=====
SINr
=====
|languages| |downloads| |license| |version| |cpython| |wheel| |python| |activity| |contributors|
*SINr* is an open-source tool to efficiently compute graph and word
embeddings. Its aim is to provide sparse interpretable vectors from a
graph structure. The dimensions of the vector produced are related to
the community structure detected in the graph. By leveraging the
relative connection of vertices to communities, *SINr* builds an
interpretable space. *SINr* is focused on providing tools to build and
interpret the embeddings produced.
*SINr* is a Python module relying on
`Networkit <https://networkit.github.io>`__ for the graph structure and
community detection. *SINr* also provides efficient implementations to
extract word co-occurrence graphs from large text corpora. One of the
strength of *SINr* is its ability to work with text and produce
interpretable word embeddings that are competitive with similar
approaches. For more details on the performances of *SINr* on downstream
evaluation tasks, please refer to the `Publications <#publications>`__
section.
Requirements
============
- As SINr relies on libraries implemented using C/C++, a modern C++
compiler is required.
- OpenMP (required for `Networkit <https://networkit.github.io>`__ and
compiling *SINr*\ ’s Cython)
- Python 3.9
- Pip
- Cython
- Conda (recommended)
Install
=======
SINr can be installed through ``pip``.
pip
---
.. code:: bash
conda activate sinr # activate conda environment
pip install sinr
Usage example
=============
To get started using *SINr* to build graph and word embeddings, have a
look at the `notebook <https://github.com/SINr-Embeddings/sinr/tree/main/notebooks>`_
directory.
Here is a minimum working example of *SINr*
.. code:: python
import nltk # For textual resources
import sinr.text.preprocess as ppcs
from sinr.text.cooccurrence import Cooccurrence
from sinr.text.pmi import pmi_filter
import sinr.graph_embeddings as ge
import sinr.text.evaluate as ev
# Get a textual corpus
# For example, texts from the Project Gutenberg electronic text archive,
# hosted at http://www.gutenberg.org/
nltk.download('gutenberg')
gutenberg = nltk.corpus.gutenberg # contains 25,000 free electronic books
file = open("my_corpus.txt", "w")
file.write(gutenberg.raw())
file.close()
# Preprocess corpus
vrt_maker = ppcs.VRTMaker(ppcs.Corpus(ppcs.Corpus.REGISTER_WEB,
ppcs.Corpus.LANGUAGE_EN,
"my_corpus.txt"),
".", n_jobs=8)
vrt_maker.do_txt_to_vrt()
sentences = ppcs.extract_text("my_corpus.vrt", min_freq=20)

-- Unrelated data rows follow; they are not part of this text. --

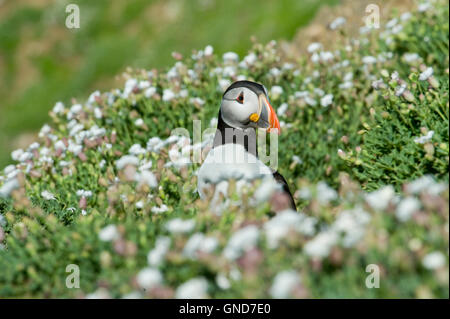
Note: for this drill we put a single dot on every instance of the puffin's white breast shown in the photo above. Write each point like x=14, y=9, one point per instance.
x=230, y=161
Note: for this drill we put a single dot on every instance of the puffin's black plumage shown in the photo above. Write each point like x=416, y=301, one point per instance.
x=248, y=137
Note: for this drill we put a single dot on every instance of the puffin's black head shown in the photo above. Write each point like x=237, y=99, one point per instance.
x=246, y=104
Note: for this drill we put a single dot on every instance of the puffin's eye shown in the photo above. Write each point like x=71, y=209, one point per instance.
x=240, y=98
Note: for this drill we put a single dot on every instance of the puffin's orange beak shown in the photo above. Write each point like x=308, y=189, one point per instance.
x=268, y=118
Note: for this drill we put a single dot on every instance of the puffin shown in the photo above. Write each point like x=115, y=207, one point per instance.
x=244, y=108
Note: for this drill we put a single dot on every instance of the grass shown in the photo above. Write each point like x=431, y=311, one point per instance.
x=45, y=62
x=364, y=147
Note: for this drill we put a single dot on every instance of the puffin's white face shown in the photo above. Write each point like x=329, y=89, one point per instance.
x=238, y=105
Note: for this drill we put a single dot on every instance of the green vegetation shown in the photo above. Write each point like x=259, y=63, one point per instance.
x=41, y=61
x=364, y=145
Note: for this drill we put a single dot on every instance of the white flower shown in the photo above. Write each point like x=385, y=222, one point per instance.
x=423, y=7
x=369, y=60
x=275, y=72
x=426, y=74
x=411, y=57
x=109, y=233
x=400, y=89
x=198, y=242
x=47, y=195
x=379, y=200
x=346, y=85
x=140, y=204
x=425, y=138
x=58, y=108
x=325, y=193
x=310, y=101
x=168, y=95
x=84, y=193
x=148, y=93
x=266, y=189
x=296, y=159
x=313, y=47
x=158, y=210
x=149, y=278
x=178, y=225
x=15, y=155
x=222, y=281
x=195, y=288
x=154, y=144
x=197, y=100
x=148, y=178
x=230, y=57
x=405, y=16
x=139, y=122
x=156, y=256
x=351, y=224
x=279, y=226
x=242, y=240
x=406, y=208
x=208, y=50
x=326, y=100
x=284, y=283
x=250, y=59
x=434, y=260
x=127, y=160
x=338, y=22
x=8, y=187
x=426, y=183
x=137, y=149
x=74, y=148
x=44, y=130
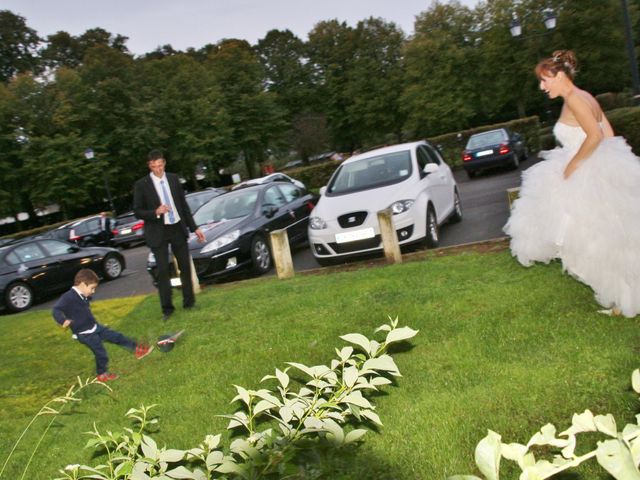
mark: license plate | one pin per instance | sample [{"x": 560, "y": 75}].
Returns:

# Construct cooccurrence matrix
c = Cooccurrence()
c.fit(sentences, window=5)
c.matrix = pmi_filter(c.matrix)
c.save("my_cooc_matrix.pk")
# Train SINr model
model = ge.SINr.load_from_cooc_pkl("my_cooc_matrix.pk")

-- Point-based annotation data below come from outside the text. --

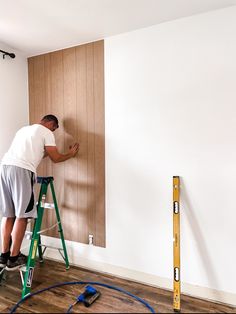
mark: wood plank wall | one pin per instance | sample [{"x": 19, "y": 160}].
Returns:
[{"x": 70, "y": 84}]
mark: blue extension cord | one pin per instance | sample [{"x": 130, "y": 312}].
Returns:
[{"x": 82, "y": 283}]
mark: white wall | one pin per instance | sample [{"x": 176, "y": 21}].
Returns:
[
  {"x": 171, "y": 110},
  {"x": 13, "y": 96}
]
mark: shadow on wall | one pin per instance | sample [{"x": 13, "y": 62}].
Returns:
[{"x": 199, "y": 239}]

commu = model.detect_communities(gamma=10)
model.extract_embeddings(commu)
# Construct SINrVectors to manipulate the model
sinr_vec = ge.InterpretableWordsModelBuilder(model,
'my_sinr_vectors',
n_jobs=8,
n_neighbors=25).build()
sinr_vec.save()
# Sparsify vectors for better interpretability and performances
sinr_vec.sparsify(100)
# Evaluate the model with the similarity task
print('\nResults of the similarity evaluation :')
print(ev.similarity_MEN_WS353_SCWS(sinr_vec))

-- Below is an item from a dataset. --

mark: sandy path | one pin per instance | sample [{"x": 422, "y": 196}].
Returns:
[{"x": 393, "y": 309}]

# Explore word vectors and dimensions of the model
print("\nDimensions activated by the word 'apple' :")
print(sinr_vec.get_obj_stereotypes('apple', topk_dim=5, topk_val=3))
print("\nWords similar to 'apple' :")
print(sinr_vec.most_similar('apple'))
# Load an existing SinrVectors object
sinr_vec = ge.SINrVectors('my_sinr_vectors')
sinr_vec.load()
Documentation
=============
The documentation for *SINr* is `available
online <https://sinr-embeddings.github.io/sinr/index.html>`__.
Contributing
============
Pull requests are welcome. For major changes, please open an issue first
to disccus the changes to be made.
License
=======
Released under `CeCILL 2.1 <https://cecill.info/>`__, see `LICENSE <https://github.com/SINr-Embeddings/sinr/blob/main/LICENSE>`__ for more details.
Publications
============
*SINr* is currently maintained at the *University of Le Mans*. If you
find *SINr* useful for your own research, please cite the appropriate
papers from the list below. Publications can also be found on
`publications page in the
documentation <https://sinr-embeddings.github.io/sinr/publications.html>`__.
**Initial SINr paper, 2021**
- Thibault Prouteau, Victor Connes, Nicolas Dugué, Anthony Perez,
Jean-Charles Lamirel, et al.. SINr: Fast Computing of Sparse
Interpretable Node Representations is not a Sin!. Advances in
Intelligent Data Analysis XIX, 19th International Symposium on
Intelligent Data Analysis, IDA 2021, Apr 2021, Porto, Portugal.
pp.325-337,
⟨\ `10.1007/978-3-030-74251-5_26 <https://dx.doi.org/10.1007/978-3-030-74251-5_26>`__\ ⟩.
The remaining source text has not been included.